Ilmu hukum telah mengalami perkembangan pesat sejak Corpus Juris Civilis dibuat, kodifikasi hukum pertama Romawi yang kelak berkontribusi penting terhadap perkembangan ilmu hukum di dunia. Corpus Juris Civilis sendiri merupakan penyempurnaan terhadap hukum sebelumnya. Lima abad sebelum Corpus Juris Civilis dibuat oleh raja Yustinianus I, Romawi telah membuat hukum tertulis yang disebut The Twelve Tables atau dalam bahasa latin disebut Leges Duodecim Tabularum.
The Twelve Tables muncul dari konflik antarkelas antara golongan kelas bawah dan golongan kelas atas. Pada saat itu, penduduk Romawi terbagi atas dua golongan, yakni patrician dan plebenian. Golongan patrician merupakan kaum aristokrat yang mengisi jabatan publik seperti konsul, hakim, dan pemuka agama. Sementara itu, plebeian merupakan golongan rakyat biasa yang rata-rata berprofesi sebagai prajurit, petani, dan pedagang. Pergolakan antarkelas tersebut berlangsung cukup lama dan memuncak setelah revolusi untuk menurunkan raja mereka yang tirani.
Revolusi
Pada abad ke-6 SM, Kerajaan Romawi dipimpin oleh Raja Lucius Tarquin “The Proud” atau disebut juga Lucius Tarquin “Superbus”. Lucius dikenal sebagai raja Romawi yang kejam dan sombong sehingga membuatnya dibenci oleh rakyat. Hal itu disebabkan karena ia sering mengabaikan nasihat dari para senator dan terlibat dalam skandal pemerkosaan. Kebencian dan amarah rakyat yang semakin tidak terbendung memicu terjadinya revolusi dan menyebabkan Lucius turun dari tahta. Kemudian, pemerintahan Romawi digantikan oleh dua konsul bernama Lucius Junius Brutus dan Lucius Tarquinius Collatinus, kerabat Lucius Tarquin Superbus.
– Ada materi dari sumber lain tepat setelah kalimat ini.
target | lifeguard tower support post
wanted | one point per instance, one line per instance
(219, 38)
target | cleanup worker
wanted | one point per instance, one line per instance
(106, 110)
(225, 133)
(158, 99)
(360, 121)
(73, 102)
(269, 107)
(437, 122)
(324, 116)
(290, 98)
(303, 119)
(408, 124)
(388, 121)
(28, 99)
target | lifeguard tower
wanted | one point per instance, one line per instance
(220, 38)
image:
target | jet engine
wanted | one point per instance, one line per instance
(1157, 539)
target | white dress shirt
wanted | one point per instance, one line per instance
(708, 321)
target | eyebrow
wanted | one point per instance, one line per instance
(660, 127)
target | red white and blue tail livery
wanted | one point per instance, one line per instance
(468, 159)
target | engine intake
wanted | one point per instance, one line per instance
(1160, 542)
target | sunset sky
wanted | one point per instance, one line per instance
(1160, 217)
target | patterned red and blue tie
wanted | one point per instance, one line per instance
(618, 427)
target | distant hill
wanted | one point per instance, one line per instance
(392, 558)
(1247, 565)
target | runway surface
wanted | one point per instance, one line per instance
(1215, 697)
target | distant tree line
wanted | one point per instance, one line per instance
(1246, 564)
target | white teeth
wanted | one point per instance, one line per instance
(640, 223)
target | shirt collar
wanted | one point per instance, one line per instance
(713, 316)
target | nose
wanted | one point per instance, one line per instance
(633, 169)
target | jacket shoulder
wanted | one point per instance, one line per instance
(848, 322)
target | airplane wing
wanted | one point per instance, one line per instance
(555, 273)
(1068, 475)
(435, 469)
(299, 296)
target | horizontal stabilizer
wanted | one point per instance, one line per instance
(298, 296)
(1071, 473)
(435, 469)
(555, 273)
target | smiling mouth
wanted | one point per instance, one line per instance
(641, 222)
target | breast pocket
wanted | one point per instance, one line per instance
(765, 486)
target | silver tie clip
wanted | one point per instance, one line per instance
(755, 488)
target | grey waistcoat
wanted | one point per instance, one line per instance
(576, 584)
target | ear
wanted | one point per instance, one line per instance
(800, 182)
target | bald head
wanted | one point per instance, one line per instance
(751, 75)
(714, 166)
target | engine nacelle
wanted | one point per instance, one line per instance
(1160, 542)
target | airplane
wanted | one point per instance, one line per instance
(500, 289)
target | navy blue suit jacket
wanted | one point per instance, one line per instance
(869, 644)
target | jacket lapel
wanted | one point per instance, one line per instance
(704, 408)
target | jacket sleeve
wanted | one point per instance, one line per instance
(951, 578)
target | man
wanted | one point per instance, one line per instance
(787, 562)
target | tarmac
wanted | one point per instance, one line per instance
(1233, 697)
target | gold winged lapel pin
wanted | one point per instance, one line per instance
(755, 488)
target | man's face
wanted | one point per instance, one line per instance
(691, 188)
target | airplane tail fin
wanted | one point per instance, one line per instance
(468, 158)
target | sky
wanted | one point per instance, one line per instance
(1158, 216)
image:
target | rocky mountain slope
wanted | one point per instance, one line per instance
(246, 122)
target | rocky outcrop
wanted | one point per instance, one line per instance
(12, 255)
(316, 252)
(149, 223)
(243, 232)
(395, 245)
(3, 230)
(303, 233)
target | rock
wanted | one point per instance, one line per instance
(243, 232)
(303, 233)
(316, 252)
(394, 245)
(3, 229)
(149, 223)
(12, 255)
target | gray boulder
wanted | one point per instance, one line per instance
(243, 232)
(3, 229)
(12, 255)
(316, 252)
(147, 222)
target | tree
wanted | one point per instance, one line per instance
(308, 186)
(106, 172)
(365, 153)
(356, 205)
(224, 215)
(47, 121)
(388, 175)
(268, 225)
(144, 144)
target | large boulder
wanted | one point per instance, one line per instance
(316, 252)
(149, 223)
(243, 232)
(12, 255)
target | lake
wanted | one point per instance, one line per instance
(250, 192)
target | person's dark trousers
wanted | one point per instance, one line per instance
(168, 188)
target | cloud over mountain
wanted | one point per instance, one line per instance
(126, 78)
Menurut sejarawan Romawi, Titus Livy, revolusi itu menjadi periode awal Republik Romawi.
Proses Pembentukan The Twelve Tables
Runtuhnya monarki diharapkan dapat menghilangkan penyalahgunaan wewenang dan penindasan terhadap rakyat. Namun, bergantinya sistem pemerintahan menjadi republik justru memperparah kondisi rakyat terutama golongan plebeian. Hal itu disebabkan karena golongan patrician memegang penuh pemerintahan yang memudahkan untuk mengeksploitasi golongan plebeian melalui pengambilan lahan secara paksa dan perbudakan. Hal itu membuat banyak golongan plebeian menderita kelaparan, kemiskinan, dan ketidakberdayaan.